On Wed, 23 Feb 2011 13:13:35 -0500, bearophile <bearophileh...@lycos.com> wrote:

Steven Schveighoffer:

cast voids all warranties ;)

OK. But that idea is unchanged if you remove the cast and return an int* from that function.

That is allowed, and it's expected that a pure function can return different references with identical calls.

Even if the return value is an immutable reference, it is allowed to return different references with identical calls. You should never expect that a pure optimization occurs. All you should expect is that a pure function returns the same value for identical calls. Same value does not mean the same bits.

Allowing malloc is somewhat exceptional because you then must allow free. But I see no reason (yet) to disallow free. If free cannot be pure, then
malloc cannot be pure.

I suggest to disallow both malloc/calloc and free inside pure functions, because what malloc returns a pointer, that is a value, that is not deterministic, it changes across different calls to malloc.

pure functions are not necessarily @safe functions, you can access pointers.

A weakly pure function
allows one to modularize pure functions, whereas prior to this, things
like sort could not be pure functions, and therefore could not be used
inside pure functions.  I think the hole allows pure functions to be
actually usable and easy whereas before they were much too obscure to be
useful in much code.

I think this is unrelated to the hole I was talking about.

Then I don't know of the hole you mean. Pure functions are 100% about optimization. An optimization should *never* be assumed. That is, given a pure function foo that returns a string, it should not be assumed that:

auto s = foo();
auto s2 = foo();

is always factored into

auto s = foo();
auto s2 = s;

It's an optimization, one which the compiler could or could not decide to use.

However, it *should* be assumed that:

assert(s == s2);

That is, the values are the same.

If you are going to use casts, then those rules are out the window.

All that is required is to disallow casting.

Disallowing casting is not enough here.

What are your expectations for pure functions?
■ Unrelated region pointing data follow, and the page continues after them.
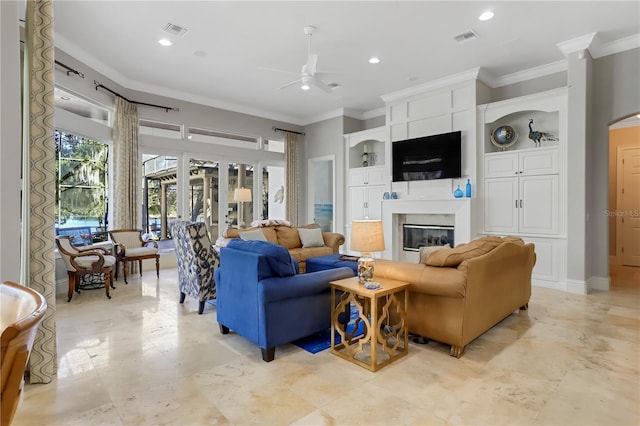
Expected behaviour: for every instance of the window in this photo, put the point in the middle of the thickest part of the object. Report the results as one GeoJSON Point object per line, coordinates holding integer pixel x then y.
{"type": "Point", "coordinates": [82, 184]}
{"type": "Point", "coordinates": [160, 194]}
{"type": "Point", "coordinates": [159, 128]}
{"type": "Point", "coordinates": [222, 138]}
{"type": "Point", "coordinates": [79, 106]}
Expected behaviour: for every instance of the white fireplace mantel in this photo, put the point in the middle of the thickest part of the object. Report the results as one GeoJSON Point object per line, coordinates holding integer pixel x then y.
{"type": "Point", "coordinates": [460, 208]}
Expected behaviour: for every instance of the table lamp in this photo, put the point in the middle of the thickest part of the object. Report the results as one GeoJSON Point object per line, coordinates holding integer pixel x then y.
{"type": "Point", "coordinates": [366, 237]}
{"type": "Point", "coordinates": [241, 195]}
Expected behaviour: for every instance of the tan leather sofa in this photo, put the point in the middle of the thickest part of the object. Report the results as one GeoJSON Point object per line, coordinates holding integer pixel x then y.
{"type": "Point", "coordinates": [288, 236]}
{"type": "Point", "coordinates": [462, 292]}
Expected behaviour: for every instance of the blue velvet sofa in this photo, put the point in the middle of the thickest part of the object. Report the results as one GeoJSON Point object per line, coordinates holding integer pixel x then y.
{"type": "Point", "coordinates": [263, 298]}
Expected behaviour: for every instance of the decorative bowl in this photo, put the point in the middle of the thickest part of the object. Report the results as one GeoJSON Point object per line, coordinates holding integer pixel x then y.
{"type": "Point", "coordinates": [504, 137]}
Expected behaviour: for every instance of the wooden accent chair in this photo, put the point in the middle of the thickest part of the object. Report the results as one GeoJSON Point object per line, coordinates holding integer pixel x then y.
{"type": "Point", "coordinates": [85, 261]}
{"type": "Point", "coordinates": [23, 309]}
{"type": "Point", "coordinates": [129, 246]}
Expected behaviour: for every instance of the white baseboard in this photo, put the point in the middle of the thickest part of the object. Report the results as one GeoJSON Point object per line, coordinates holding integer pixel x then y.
{"type": "Point", "coordinates": [577, 287]}
{"type": "Point", "coordinates": [554, 285]}
{"type": "Point", "coordinates": [599, 283]}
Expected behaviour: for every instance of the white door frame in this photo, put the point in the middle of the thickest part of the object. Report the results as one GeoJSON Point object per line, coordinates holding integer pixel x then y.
{"type": "Point", "coordinates": [311, 188]}
{"type": "Point", "coordinates": [620, 212]}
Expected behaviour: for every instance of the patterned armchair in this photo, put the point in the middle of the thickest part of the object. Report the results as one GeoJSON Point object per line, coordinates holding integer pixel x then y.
{"type": "Point", "coordinates": [197, 261]}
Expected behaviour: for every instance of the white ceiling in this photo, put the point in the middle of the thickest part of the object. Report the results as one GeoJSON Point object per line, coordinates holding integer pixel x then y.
{"type": "Point", "coordinates": [414, 41]}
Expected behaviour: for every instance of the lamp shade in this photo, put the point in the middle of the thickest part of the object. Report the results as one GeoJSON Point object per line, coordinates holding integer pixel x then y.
{"type": "Point", "coordinates": [367, 236]}
{"type": "Point", "coordinates": [242, 194]}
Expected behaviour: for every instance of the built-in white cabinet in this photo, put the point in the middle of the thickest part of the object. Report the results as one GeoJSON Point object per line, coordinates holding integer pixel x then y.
{"type": "Point", "coordinates": [522, 192]}
{"type": "Point", "coordinates": [524, 186]}
{"type": "Point", "coordinates": [365, 202]}
{"type": "Point", "coordinates": [367, 177]}
{"type": "Point", "coordinates": [541, 161]}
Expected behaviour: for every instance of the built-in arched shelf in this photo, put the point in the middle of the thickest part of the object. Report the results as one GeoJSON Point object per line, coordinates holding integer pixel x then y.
{"type": "Point", "coordinates": [370, 142]}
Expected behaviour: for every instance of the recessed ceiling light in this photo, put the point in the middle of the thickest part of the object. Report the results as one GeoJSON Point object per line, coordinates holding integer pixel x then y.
{"type": "Point", "coordinates": [486, 16]}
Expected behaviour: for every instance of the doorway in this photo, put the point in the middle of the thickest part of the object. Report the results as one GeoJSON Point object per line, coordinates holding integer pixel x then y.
{"type": "Point", "coordinates": [624, 202]}
{"type": "Point", "coordinates": [321, 204]}
{"type": "Point", "coordinates": [624, 192]}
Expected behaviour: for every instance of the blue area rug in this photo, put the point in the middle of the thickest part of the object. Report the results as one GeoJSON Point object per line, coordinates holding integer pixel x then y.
{"type": "Point", "coordinates": [320, 341]}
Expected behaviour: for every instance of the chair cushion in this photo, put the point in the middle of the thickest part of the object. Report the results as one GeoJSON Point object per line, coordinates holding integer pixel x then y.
{"type": "Point", "coordinates": [86, 261]}
{"type": "Point", "coordinates": [140, 251]}
{"type": "Point", "coordinates": [425, 252]}
{"type": "Point", "coordinates": [253, 235]}
{"type": "Point", "coordinates": [455, 256]}
{"type": "Point", "coordinates": [278, 257]}
{"type": "Point", "coordinates": [311, 237]}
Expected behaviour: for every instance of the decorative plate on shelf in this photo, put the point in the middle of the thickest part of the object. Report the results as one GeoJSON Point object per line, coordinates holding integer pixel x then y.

I have written two more posts after that, but you may have missed them because I have broken the tread:
http://www.digitalmars.com/webnews/newsgroups.php?art_group=digitalmars.D&article_id=130426

Some examples:

class Foo {
  int x;
  bool opEquals(Foo o) { return x == o.x; }
}
pure Foo bar() {
  return new Foo; // OK
}
void main() {
  Foo f1 = bar(); // OK
  Foo f2 = new Foo;
  f1.x = 10; // OK
  assert(f1 != f2); // OK
  f1 = f2; // OK
  assert(f1 is f2); // no
}

Here bar() allocated memory and it's pure, this is OK. f1 is mutable. You are allowed to call opEquals. You are allowed to overwrite the reference f1. But you aren't allowed to read the reference f1, because this breaks the referential transparency of the results of pure functions.

There is no such guarantee for weakly-pure functions. There's not even such a guarantee for strong-pure functions. To guarantee this would require some sort of memoization, and require optimizations to be followed.

The idea is a subtype of pointers/references, that at compile-time doesn't allow to read the value of the pointer/reference itself. I think this is able to patch the hole I was talking about (a cast is able to punch a hole again in this, of course).

I don't see any value in disallowing such accesses. The expectation that two pure function calls will necessarily return the *exact* same bits when the function is returning references/pointers is incorrect.